The discovery of the supermere, a nanoparticle that has tumor-promoting properties, was built upon foundational work in extracellular vesicles called exosomes by Vanderbilt researchers. In a study published in the journal Cell, they described optimized methods for isolating and characterizing exosomes. Coffey, who has investigated colorectal cancer for more than 25 years, is the co-director of the Epithelial Biology Center and the principal investigator of Vanderbilt-Ingram Cancer Center Gastrointestinal Specialized Programs of Research Excellence, which focuses on colorectal cancer. 

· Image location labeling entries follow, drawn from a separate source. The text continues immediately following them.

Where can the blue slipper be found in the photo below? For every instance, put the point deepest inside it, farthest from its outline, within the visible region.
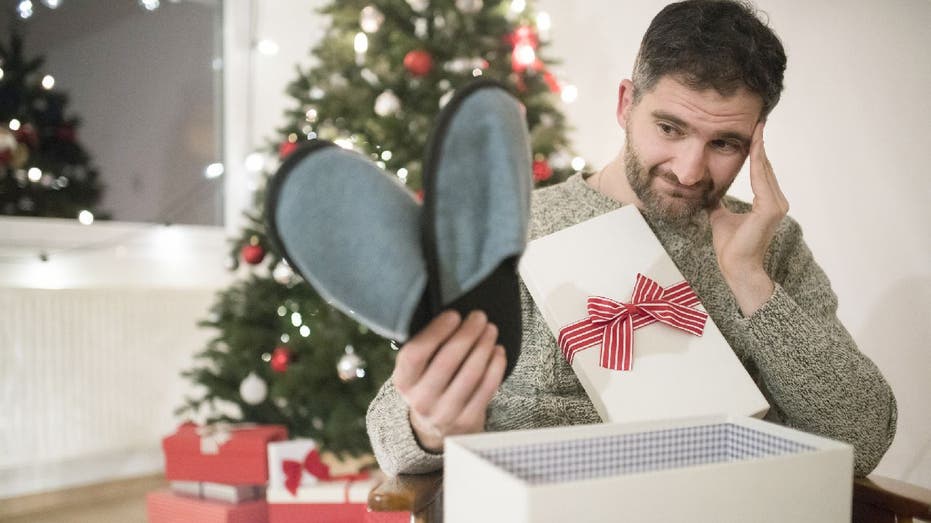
(477, 183)
(352, 232)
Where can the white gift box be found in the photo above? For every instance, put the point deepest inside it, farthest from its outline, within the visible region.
(326, 492)
(292, 450)
(713, 468)
(674, 373)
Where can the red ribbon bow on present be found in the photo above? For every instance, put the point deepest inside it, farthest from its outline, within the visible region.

“The incredible generosity of the Robert J. Kleberg Jr. and Helen C. Kleberg Foundation will allow us to delve deeply into the basic mechanisms by which DDR1 andTGFBi act and to translate these insights clinically,” said Coffey, who is a professor of Medicine and of Cell and Developmental Biology.  

Coffey leads a lab at Vanderbilt University Medical Center, while Lau leads another lab at Vanderbilt University. Lau’s lab develops and applies computational approaches to high-content data generated by single-cell and spatial technologies to understand epithelial tissue function and organization. Lau is the new director of the Center for Computational Systems Biology. 

“I am deeply grateful to the foundation for their generous support of high-risk research that bridges basic and translational sciences. Vanderbilt provides the ideal collaborative environment to advance this important, interdisciplinary work,” said Lau, who is also professor of Surgery. 

The foundation has supported cancer research at Vanderbilt for more than 50 years, starting with a gift in 1973 to the A.B. Hancock Jr. Memorial Laboratory for Cancer Research when it was newly established. To date, the foundation has provided nearly $26 million in support.